And in any event, equating geography with the memorization of such "factual" trivia as state capitals is worse than boring. It can be quite dangerous, as it distracts us from the new geographies that are constantly under construction and contestation, from the massive real-estate speculation in Harlem and SoBro to the violence of the Israel-Lebanon borderlands to the death-ridden towns and cities across central Iraq, from the resurgence of gentrification in Chicago's South Side to Vancouver's Downtown Eastside. Geographies are always in the processing of becoming, of being made, interpreted, understood, and experienced -- for good or ill. Geography is no more about the memorization of state capitals than history is the memorization of dates. Except, that, is, in that bastion of Republican commitment to Enlightmentment principles, the Great State of Florida. Not long ago, then-Governor Jeb Bush signed into law an education bill declaring, among other things, that "American history shall be viewed as factual, not constructed," and this purported factuality will henceforth be "knowable, teachable, and testable." Among the specific "facts" to be imparted to schoolchildren are "the nature and importance of free enterprise to the United States economy," while elsewhere the law explicitly prohibits interpretation. As the journalism professor Robert Jensen points out,
"...it's a fact that Europeans began coming in significant numbers to North America in the seventeenth century. Were they peaceful settlers or aggressive invaders? ... It's also a fact that once those Europeans came, the indigenous people died in large numbers. Was that an act of genocide? ... In contemporary history, has U.S. intervention in the Middle East been aimed at supporting democracy or controlling the region's crucial energy resources? Would anyone in a free society want students to be taught that there is only one way to construct an answer to that question?

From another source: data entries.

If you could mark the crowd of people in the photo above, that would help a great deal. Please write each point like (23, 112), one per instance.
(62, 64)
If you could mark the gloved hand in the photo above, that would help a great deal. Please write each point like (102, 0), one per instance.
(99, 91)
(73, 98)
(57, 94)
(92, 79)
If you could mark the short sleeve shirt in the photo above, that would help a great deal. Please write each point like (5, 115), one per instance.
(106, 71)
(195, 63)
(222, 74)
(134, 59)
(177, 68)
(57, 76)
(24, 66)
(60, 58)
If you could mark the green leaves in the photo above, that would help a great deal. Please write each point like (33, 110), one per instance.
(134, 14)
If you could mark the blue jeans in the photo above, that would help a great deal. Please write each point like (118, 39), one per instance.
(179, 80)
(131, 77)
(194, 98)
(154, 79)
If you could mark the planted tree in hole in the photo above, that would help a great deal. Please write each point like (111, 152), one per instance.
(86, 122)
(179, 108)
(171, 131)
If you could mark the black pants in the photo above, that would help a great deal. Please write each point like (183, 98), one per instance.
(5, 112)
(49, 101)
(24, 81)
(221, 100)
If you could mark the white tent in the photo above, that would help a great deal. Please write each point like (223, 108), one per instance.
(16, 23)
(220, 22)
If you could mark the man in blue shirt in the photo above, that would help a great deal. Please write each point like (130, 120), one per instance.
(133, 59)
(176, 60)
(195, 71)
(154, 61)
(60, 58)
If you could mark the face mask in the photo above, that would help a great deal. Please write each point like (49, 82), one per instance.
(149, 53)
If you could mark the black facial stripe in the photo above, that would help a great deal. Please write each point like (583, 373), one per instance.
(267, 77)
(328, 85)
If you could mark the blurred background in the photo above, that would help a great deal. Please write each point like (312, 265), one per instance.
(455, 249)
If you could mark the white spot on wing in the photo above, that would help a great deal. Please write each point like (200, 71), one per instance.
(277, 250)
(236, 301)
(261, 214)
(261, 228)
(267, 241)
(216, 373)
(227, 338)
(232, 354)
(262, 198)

...the law represents a yearning one can find across the United States. Americans look out at a wider world in which more and more people reject the idea of the United States as always right, always better, always moral. As the gap between how Americans see themselves and how the world sees us grows, the instinct for many is to eliminate intellectual challenges at home: 'We can't control what the rest of the world thinks, but we can make sure our kids aren't exposed to such nonsense.'"
[Robert Jensen (2006). "Florida's Fear of History: New Law Undermines Critical Thinking." Common Dreams, July 17.]
So I'm glad to be teaching, learning, and doing geography on this side of the border. The world here is is still round. Even so, it's still important to rehearse those sound-byte responses to explain what geographers do. As Graeme Wynn narrates the encounter:
"An exchange (partly imagined) at the Douglas (Peace Arch) Border crossing, 6 March 2008:
'Where you heading?'
To a conference, in Bellingham.
'What sort of a conference?'
An academic conference -- for geographers.
'You a geographer?'
Yes.
'Where is Damascus?'
[Duly answered correctly (after rejecting
the possibility, fleetingly entertained,
of responding, 'I'm not sure, I'm still looking
for the road there.')].
'Who's organizing this conference?'
The Western Division of the Canadian
Association of Geographers.
'Why are Canadian Geographers meeting in the United States?'
Now that's a good question. How to explain..."
[Graeme Wynn (2008). "Geographers Go South." Geog@UBC 3(7), March,
p. 1. Vancouver: Department of Geography, University of British Columbia.]